This is Rita Ann Higgins’ ninth collection, a poetic memoir about her working class, Catholic upbringing, a collection about loss, language, poetry and travel. There is a strong thread of repression and fear running through her work, which describes the drudgery of women’s lives, the poverty of poverty, and the sadness of realisation, all softened by touches of humour and tenderness.
The structure of the collection works particularly well. Each of the ten essays or poetic monologues is paired with a poem which complements it, distilling the essay’s message, intensifying its mood. This makes for a collection of real integrity.
The eponymous “essay” spotlights small details of ordinary, domestic life – “Septic tank talk was all talk and if it wasn’t septic tanks it was County Council talk…Are you going to the dispensary, Missus? No, I’m waiting for the County Council to come and fix a leak in my gutter.” Higgins captures memories of a 1960s childhood which are highly personal, yet which also tap into a wider collective remembrance – threading daisy chains, trapping wasps in jam jars, anticipating a bar of Turkish Delight. Woven into these images are memories of fear – of “a father” (as Higgins always refers to her emotionally distant father), and of a God who is easily slighted. The piece ends, “I knew that I was hurting God and that I would have to pay, sooner or sooner.”
The poem which follows, “This Was No Ithaca”, picks up on the theme of the sterility of the lives of women enthralled to “their loving Godling”. It opens, “The women of Baile Crua/never filled their heads/with yellow and pink rollers/letting on to be going somewhere/when there was no somewhere to go.” No Ithaca indeed.
Higgins’ combining of everyday images with the surreal has an unnerving effect, perfectly evoking ways in which we all use metaphor to make sense of those experiences and feelings for which labels are inadequate. “Crocodile Tears” opens, “My parents were in two places at the same time – they were out walking around the council estate we lived in and they were behind the wallpaper watching us run amok.”
Similarly, although Higgins writes in a lilting, conversational tone throughout her poetry and much of her prose, the injection of litanies has a transcendent, almost spiritual effect. In “The Faraways”, “Dread is a creaking gate in a neighbour’s yard or an upturned wheelbarrow. Dread is difference. Dread is seeing the stars in the shape of a hunter. Dread is the black owl. Dread is an old woman’s dream. Dread is a red-haired cailin on a boat.”
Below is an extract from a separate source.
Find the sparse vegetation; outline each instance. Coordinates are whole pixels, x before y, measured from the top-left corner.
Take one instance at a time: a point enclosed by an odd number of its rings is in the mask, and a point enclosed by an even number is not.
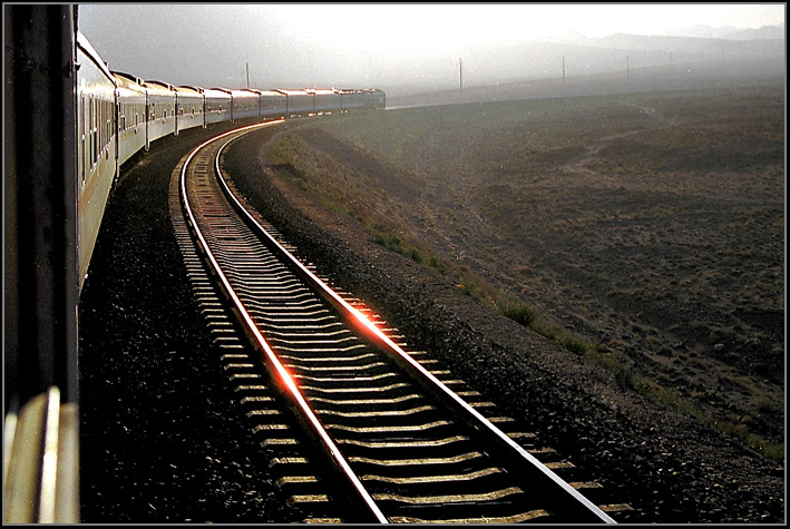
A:
[[[781,84],[422,108],[306,129],[310,145],[290,131],[270,159],[378,244],[620,388],[779,453]],[[573,329],[558,323],[568,315]],[[724,392],[724,406],[691,382]],[[728,406],[761,419],[732,422]]]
Of course, the collection is very personal (the original version was pulped following interventions from offended family members) but Higgins’ personal is also very much political. Behind the closed doors of home and church are the largely unwritten rules and strangleholds of husbands, God and community. And Higgins is equally at home behind the closed factory door. In “Brides of the Stitch ‘n Time”, the multi-nationals have arrived, providing work, money and “kissing stories” for the shirt factory girls. But the company flits abroad for cheaper labour, leaving the unemployed with nothing more than happy memories; happy indeed, “But as one of the girls from the shirt factory said to me one day in town outside Liptons, ‘Where can I cash that?’”.
Whether it’s describing the grim incomprehensibility of childhood, the death of her brother, passengers at Malaga airport, or contentment at Spiddal, this is indeed a collection, “full of sing, full of sorrow.”